Astronomers Debut Vision For Future Space Telescopes

by AMNH on

News Posts

In a meeting today at the American Museum of Natural History, members of the Association of Universities for Research in Astronomy (AURA) presented a roadmap to a powerful space observatory that would allow for greater exploration of planets outside of our solar system, including signs of life.

HDST 1
Visualization of a simulated galaxy viewed by Hubble, JWST, and the proposed High-Definition Space Telescope.
© D. Ceverino, C. Moody, and G. Snyder.

At its heart is AURA’s vision for a High-Definition Space Telescope (HDST), described by some as a “super-Hubble,” that could improve on that storied telescope’s capabilities by a factor of more than 100. The HDST would be the centerpiece of a space observatory that would also host a suite of specialized instruments, including coronagraphs that can block light from stars and allow astronomers to glimpse nearby objects such as exoplanets.

HDST 2
A direct, to-scale, comparison between the primary mirrors of Hubble, JWST, and HDST.
©AURA

One of the HDST’s prime objectives would be to seek out and understand Earth-like expolanets—and, potentially, to provide the first observational evidence for life beyond Earth by analyzing components like water vapor, oxygen, methane, and other signatures that could indicate an active biosphere. 

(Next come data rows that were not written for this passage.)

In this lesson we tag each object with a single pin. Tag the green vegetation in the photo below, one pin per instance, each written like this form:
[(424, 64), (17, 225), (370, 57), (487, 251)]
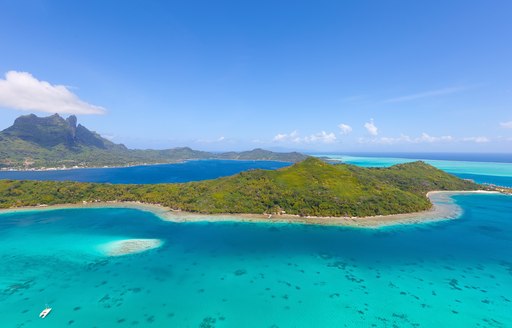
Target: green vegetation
[(311, 187), (36, 142)]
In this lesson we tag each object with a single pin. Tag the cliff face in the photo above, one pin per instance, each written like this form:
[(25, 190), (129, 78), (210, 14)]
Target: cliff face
[(54, 130)]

“The raison d’être of the proposed telescope is to seek signatures of life elsewhere, and it will also explore the history of the universe from cosmic birth to today’s cosmos,” reads an afterword to the report by Mordecai-Mark Mac Low, Rebecca Oppenheimer, and Michael Shara, curators in the Museum’s Department of Astrophysics. “In its lifetime, though, the telescope proposed in this report will almost certainly find “something”—perhaps several “somethings”—that are as unexpected and different from everything we know, as dark energy is from the rest of the universe.”

Why start planning now for a space telescope that could go online in the 2030s? After all, Hubble’s successor, the James Webb Space Telescope, isn’t due to launch until 2018. According to Shara, who spent years working on Hubble at the Space Telescope Science Institute, the AURA report can jumpstart the conversation about the next generation of tools for astronomers.

“If you don’t get going now, you’re going to have a longer gap between the end of the James Webb Space Telescope and whatever comes next,” Shara told reporters at a press briefing.